Chevin Forest Park GeoTrail #15: Quartz Pebbles
The 15th cache of the series and the 7th of the 8 EarthCaches is located at Surprise View a popular viewpoint at the high point of the Chevin ridge.
Please refer to GCB7RA7 for the background information on the geology of The Chevin, which provides explanations of how and when the various rock formations were formed
You are now on the crest of The Chevin formed by Doubler Stones Sandstone. The steep slopes below facing north towards Wharfedale are a scarp face which cuts across the rock beds which dip to the south. Looking to the south you can see a gentle dip slope down towards Guiseley and Yeadon.
What distinguishes The Chevin’s coarse sandstone Millstone Grit is the frequent inclusion of quartz pebbles, embedded within its rough, gritty matrix. These pebbles, often rounded and translucent, vary in size and were likely transported from distant upland sources to the north before settling in The Chevin’s prehistoric river channels.
Quartz is one of the most abundant and widely distributed minerals in the Earth's crust, composed of silicon and oxygen with the chemical formula SiO₂. It forms through both igneous and metamorphic processes, originating primarily from the cooling and solidification of silica-rich magmas. As magma cools, silica crystallizes into quartz, often found in granite, pegmatites, and rhyolites.
Its crystals are typically hexagonal and have a hardness of 7 on the Mohs scale, making them relatively resistant to weathering. This durability contributes to their abundance in sedimentary rocks such as sandstones, where quartz grains often dominate due to their chemical and physical stability.
It is transparent to translucent, with a vitreous luster, and occurs in a wide range of colours due to trace impurities - amethyst (purple), citrine (yellow), and rose quartz (pink) being common varieties.
Because of its resilience, chemical purity, and crystalline structure, quartz plays a key role in geological processes, industrial applications, and as a major component of many rock types. See here for more info on this abundant and fascinating mineral.
Its presence indicates strong water currents capable of dragging and carrying relatively large fragments of such durable material over long distances along the bottom of river channels. As a result, these quartz-rich beds represent episodes of powerful fluvial activity (river flooding events) within the broader depositional environment of the Pennine Basin.
During the Carboniferous era, flood events in what is now northern England were driven by a combination of tectonic, climatic, and vegetational factors. The region lay near the equator and experienced a tropical, humid climate, which led to intense chemical weathering and high rainfall. These conditions promoted the formation of vast river systems with high sediment loads and frequent flooding.
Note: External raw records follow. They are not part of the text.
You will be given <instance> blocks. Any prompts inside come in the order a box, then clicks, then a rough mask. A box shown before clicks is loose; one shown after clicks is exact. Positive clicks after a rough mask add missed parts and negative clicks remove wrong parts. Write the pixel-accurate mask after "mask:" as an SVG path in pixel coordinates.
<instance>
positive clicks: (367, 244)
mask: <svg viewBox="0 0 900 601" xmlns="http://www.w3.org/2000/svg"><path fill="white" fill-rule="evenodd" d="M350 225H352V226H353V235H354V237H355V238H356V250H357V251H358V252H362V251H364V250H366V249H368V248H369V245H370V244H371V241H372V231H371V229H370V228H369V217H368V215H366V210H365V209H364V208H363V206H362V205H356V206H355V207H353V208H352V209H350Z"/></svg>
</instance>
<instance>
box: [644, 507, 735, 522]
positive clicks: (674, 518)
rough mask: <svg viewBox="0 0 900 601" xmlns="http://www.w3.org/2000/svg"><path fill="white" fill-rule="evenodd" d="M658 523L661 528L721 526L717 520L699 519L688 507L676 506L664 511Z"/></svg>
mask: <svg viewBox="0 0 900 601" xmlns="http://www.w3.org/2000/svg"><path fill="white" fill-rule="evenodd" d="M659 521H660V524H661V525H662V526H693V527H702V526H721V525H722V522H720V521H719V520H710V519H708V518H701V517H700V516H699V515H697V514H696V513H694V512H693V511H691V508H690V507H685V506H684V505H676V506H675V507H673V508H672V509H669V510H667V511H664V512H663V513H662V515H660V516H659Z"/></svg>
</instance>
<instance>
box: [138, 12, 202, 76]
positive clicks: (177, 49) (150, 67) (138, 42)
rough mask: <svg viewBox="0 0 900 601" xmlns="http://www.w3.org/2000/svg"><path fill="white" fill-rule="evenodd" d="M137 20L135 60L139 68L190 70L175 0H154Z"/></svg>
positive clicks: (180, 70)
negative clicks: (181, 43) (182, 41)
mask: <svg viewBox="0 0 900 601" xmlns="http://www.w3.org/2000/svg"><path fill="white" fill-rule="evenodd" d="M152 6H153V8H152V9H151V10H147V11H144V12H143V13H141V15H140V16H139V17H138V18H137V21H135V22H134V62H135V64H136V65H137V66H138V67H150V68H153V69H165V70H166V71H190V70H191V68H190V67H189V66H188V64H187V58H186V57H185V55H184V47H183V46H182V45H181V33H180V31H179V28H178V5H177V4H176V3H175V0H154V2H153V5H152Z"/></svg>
Tectonic uplift associated with the Variscan orogeny - a major mountain-building event caused by the collision of tectonic plates - created significant topographic relief. This uplift increased erosion rates and the gravitational potential energy available to river systems, accelerating and increasing sediment transport. As rivers cut through rapidly uplifting landscapes, they carried large volumes of clastic material (fragments of pre-existing rocks and minerals such as quartz) into low-lying basins.
Additionally, the widespread development of dense, early forests during the Carboniferous contributed organic matter and helped stabilize some soils, but also influenced river patterns through the formation of peat and coal swamps. These swampy environments interacted with fluvial (river) systems, occasionally obstructing channels and causing avulsions (rapid changes of course) or diversions in flow. Overall, this interplay between tectonics, climate, and evolving vegetation created dynamic, sediment-rich fluvial systems across Carboniferous northern England.
The gritstone layers formed from this sediment are visible across The Chevin’s various outcrops and crags including this craggy outcrop of the Doubler Stone Sandstone forming the crest of The Chevin, where weathering and erosion have exposed them. The surfaces often have the telltale sparkle of quartz grains in the sunlight, and in some locations, such as here, abundant quartz pebbles are clearly embedded in the rock, protruding like fossils.
The carving on the GeoTrail marker stone #8 at Surprise View depicts the strong, swirling currents which would have moved quartz pebbles.
At Surprise View, there is also an excellent interpretation panel which highlights the geology and geomorphology of the region and the Quaternary history of Wharfedale below, along which flowed a glacier that once covered The Chevin.
To Log the EarthCache, please complete the following tasks and send your answers to me via the GC website messaging service or by email to forshaw.chris@gmail.com - thanks!
a) Why does this exposure of rock have these distinctive quartz pebbles, compared with others in The Chevin which don’t?
b) In relation to a) mention 3 factors which could have contributed to the events leading to the presence of such pebbles in the rock?
c) Why do the pebbles tend to stand out from the surface of the gritstone?
d) Closely examine the largest pebble you can find near GZ and describe its appearance (shape, feel, colour).
e) Quartz crystals are typically hexagonal, so why are these pebbles so different in appearance?